Another thing I was considering is to add a possibility for thread_wait/2 to include waiting for a signal. At least that is backed up by the POSIX sigwait() primitive. If you want to wait for something you already can wait for messages or database changes. That may be enough?

That is what first_solution/3 uses thread signals for. I think it is valid usage. The main complication is that you must make sure that it is safe to interrupt your code. Pure Prolog code is. Anything that involves side effects or allocates things such as (file) handles must make sure to properly cleanup. Most of this can be achieved using setup_call_cleanup/3, undo/1, transaction/1, etc. The other problem concerns blocking calls. As explained in the docs, this is mostly solved. Still, it requires foreign code to be aware of signals (properly behaved code should be anyway) and some APIs cannot be aborted, which requires fallback to polling (if that is possible). Polling either wastes CPU cycles or results in slow response :frowning:

Will be corrected at the next release. The quickest way to get the docs here was to view them in PlDoc and copy/paste.

When I read

force a thread to abort its current goal by inserting an exception into its control flow.

the model that came to mind is that of print spooling.


I know that many don’t dig into understanding how to communicate with debuggers via the API but many have experience with trying to kill a large print job while it is printing.


Another similar usage that comes to mind is web crawlers

You’re probably right about this, the use cases are narrow.

Distributed SWI-Prolog

I think this is a great idea. What came to my mind is that this (along with the whole signal API) can provide the infrastructure to make SWI-Prolog truly distributed, allowing inter-process communication by sending signals across the network or to processes in the same machine (it is better and more generic that simple message passing with mailboxes). I think this, together with the redis library would cover this major use case of having a distributed prolog system. This, in my humble opinion, will give SWI-Prolog a major advantage given the current distributed world.
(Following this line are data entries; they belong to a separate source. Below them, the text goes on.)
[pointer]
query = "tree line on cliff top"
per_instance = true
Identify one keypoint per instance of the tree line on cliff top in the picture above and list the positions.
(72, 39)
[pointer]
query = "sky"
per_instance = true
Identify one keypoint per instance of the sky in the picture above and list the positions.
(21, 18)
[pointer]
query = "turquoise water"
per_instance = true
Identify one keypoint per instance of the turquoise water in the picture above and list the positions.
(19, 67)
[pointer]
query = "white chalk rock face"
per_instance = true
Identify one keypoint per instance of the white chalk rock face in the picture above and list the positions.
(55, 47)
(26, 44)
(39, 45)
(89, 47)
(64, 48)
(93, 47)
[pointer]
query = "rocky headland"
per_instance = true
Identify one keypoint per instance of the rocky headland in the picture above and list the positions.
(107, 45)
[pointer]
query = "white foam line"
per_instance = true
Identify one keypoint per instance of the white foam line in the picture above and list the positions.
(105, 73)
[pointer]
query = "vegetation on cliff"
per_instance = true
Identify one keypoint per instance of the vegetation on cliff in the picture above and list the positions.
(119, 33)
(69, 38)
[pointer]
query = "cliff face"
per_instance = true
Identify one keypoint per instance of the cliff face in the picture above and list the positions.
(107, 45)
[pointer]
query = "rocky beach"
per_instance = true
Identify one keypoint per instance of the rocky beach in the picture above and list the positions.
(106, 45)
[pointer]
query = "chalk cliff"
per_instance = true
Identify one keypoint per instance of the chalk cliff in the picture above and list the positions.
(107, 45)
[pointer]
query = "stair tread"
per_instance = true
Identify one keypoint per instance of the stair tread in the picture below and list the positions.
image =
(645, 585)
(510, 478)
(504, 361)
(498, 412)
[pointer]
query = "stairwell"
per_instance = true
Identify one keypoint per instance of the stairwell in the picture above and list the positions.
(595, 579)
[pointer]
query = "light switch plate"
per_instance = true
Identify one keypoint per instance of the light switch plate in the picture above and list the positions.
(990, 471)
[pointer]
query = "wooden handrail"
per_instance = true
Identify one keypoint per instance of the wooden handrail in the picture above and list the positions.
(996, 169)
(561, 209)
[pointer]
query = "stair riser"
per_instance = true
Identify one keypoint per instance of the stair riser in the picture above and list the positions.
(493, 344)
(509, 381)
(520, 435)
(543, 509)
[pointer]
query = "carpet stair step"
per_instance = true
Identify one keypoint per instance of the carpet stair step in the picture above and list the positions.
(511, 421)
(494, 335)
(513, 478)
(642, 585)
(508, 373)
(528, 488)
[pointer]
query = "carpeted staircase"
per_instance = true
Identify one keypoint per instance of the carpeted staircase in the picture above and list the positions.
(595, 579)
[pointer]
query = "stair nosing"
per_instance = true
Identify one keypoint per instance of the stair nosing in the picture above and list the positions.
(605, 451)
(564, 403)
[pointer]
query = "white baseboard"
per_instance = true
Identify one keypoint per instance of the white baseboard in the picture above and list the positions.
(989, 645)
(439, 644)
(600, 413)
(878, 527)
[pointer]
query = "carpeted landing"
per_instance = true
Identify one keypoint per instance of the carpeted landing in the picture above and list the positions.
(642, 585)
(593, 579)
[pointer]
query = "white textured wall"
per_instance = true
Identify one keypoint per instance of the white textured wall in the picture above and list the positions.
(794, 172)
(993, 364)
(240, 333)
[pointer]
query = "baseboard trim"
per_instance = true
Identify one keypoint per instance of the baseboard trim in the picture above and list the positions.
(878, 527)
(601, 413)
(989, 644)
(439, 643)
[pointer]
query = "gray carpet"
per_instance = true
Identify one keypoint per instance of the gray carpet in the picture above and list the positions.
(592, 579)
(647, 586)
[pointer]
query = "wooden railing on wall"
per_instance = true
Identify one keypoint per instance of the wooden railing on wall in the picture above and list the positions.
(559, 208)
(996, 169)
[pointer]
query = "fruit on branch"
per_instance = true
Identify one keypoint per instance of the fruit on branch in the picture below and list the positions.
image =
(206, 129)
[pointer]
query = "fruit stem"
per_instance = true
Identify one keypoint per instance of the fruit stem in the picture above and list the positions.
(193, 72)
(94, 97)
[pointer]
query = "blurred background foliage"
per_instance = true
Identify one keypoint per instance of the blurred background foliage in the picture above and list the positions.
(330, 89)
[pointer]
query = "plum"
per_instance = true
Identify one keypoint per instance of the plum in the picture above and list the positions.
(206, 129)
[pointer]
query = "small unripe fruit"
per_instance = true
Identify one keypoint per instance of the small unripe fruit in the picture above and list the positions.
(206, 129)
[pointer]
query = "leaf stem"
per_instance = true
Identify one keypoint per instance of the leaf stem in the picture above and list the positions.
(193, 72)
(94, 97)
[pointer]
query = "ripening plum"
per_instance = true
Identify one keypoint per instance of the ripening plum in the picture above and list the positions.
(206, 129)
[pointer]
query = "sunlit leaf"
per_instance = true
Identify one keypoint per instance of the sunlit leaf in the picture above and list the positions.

Conceptually, speaking – its probably cleaner to support a “signal native” wait rather than force the programmer to know and use other, unrelated, mechanisms such as messaging and the database.

Unless, messaging here means messaging related to signals.

I’m interested to hear what you have in mind. Signalling doesn’t sound like a great idea to solve distributed programming issues, possibly beside dealing with urgent and unexpected situations. If it is unexpected you’re not going to wait for them though :slight_smile:

Note that you can fairly easily deal without sigwait. Just make the signal handler call e.g. assert(signalled) and use thread_wait/2 on signalled/0. I that will do until we have a good use case.

I’ve used POSIX sigwait() once. It is a famous trick to stop a thread: send it a signal, have the signal handler signal a semaphore such that the signalling thread can wait for the signal to be handled and then make the signal handler block using sigwait(). SWI-Prolog’s atom garbage collector used that before it was able to run without stopping threads.

You can now use a similar trick in Prolog. That is a little easier as Prolog signals can safely be mixed with everything while POSIX signal handlers must be handled with care (but they run truly asynchronous). Still, stopping a thread is typically a bad idea.